Investment company: Quick beef plant sale needed
DIRK LAMMERS,Associated Press

• SIOUX FALLS, S.D. (AP) -- An investment company that loaned a troubled South Dakota beef plant $35 million last September says Northern Beef Packers has no cash and a quick sale is needed to preserve the value of the state-of-the-art facility.
• The Aberdeen plant filed for protection under Chapter 11 last month. The bankruptcy court in Sioux Falls will look at the company's plan to obtain credit to move forward with a sale or restructuring during a hearing scheduled for Thursday morning.
• In a memo filed Wednesday, White Oak Global Advisors attorney Roger Damgaard said the plant needs money to pay security guards and a skeleton staff of essential employees and assist with the bankruptcy case.

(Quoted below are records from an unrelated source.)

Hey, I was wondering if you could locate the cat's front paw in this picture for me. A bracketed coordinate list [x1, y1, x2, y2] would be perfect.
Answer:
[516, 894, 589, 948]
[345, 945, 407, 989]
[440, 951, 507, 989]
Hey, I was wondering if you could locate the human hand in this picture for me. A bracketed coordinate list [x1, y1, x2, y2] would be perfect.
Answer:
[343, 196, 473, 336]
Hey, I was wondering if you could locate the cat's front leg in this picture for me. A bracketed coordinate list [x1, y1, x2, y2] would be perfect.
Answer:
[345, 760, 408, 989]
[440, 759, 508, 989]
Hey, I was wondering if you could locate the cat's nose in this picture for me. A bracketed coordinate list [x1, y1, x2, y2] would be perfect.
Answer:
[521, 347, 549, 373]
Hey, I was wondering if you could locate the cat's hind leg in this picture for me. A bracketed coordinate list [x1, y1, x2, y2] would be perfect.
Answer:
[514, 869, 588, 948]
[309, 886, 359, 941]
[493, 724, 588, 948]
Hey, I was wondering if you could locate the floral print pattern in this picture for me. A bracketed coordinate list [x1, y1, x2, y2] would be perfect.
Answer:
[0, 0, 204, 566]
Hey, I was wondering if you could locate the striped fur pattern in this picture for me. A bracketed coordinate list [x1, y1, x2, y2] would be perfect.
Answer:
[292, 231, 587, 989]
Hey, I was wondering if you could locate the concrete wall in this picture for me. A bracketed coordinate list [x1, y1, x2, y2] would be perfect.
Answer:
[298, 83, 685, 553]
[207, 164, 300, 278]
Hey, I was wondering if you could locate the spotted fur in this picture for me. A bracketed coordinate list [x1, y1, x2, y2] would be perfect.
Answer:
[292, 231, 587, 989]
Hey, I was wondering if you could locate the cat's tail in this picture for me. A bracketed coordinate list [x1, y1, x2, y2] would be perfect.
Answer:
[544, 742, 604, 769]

• "The Debtor is not operating and has no cash," Damgaard wrote. "The Debtor's primary asset, the Aberdeen beef processing facility, currently sits idle and is in dire need of funding to pay critical post-petition expenses necessary to preserve value."
• Once locally owned, Northern Beef Packers is 41 percent owned by businessman Oshik Song with 69 other Korean investors who each gave at least $500,000 under the federal EB-5 program that encourages foreign investment in exchange for qualifications to secure permanent residency.
• Land for the $109 million plant was first secured in 2006, but the company wasn't able to slaughter its first animal until late in 2012 and has since struggled to raise the operating funds to ramp up to full capacity.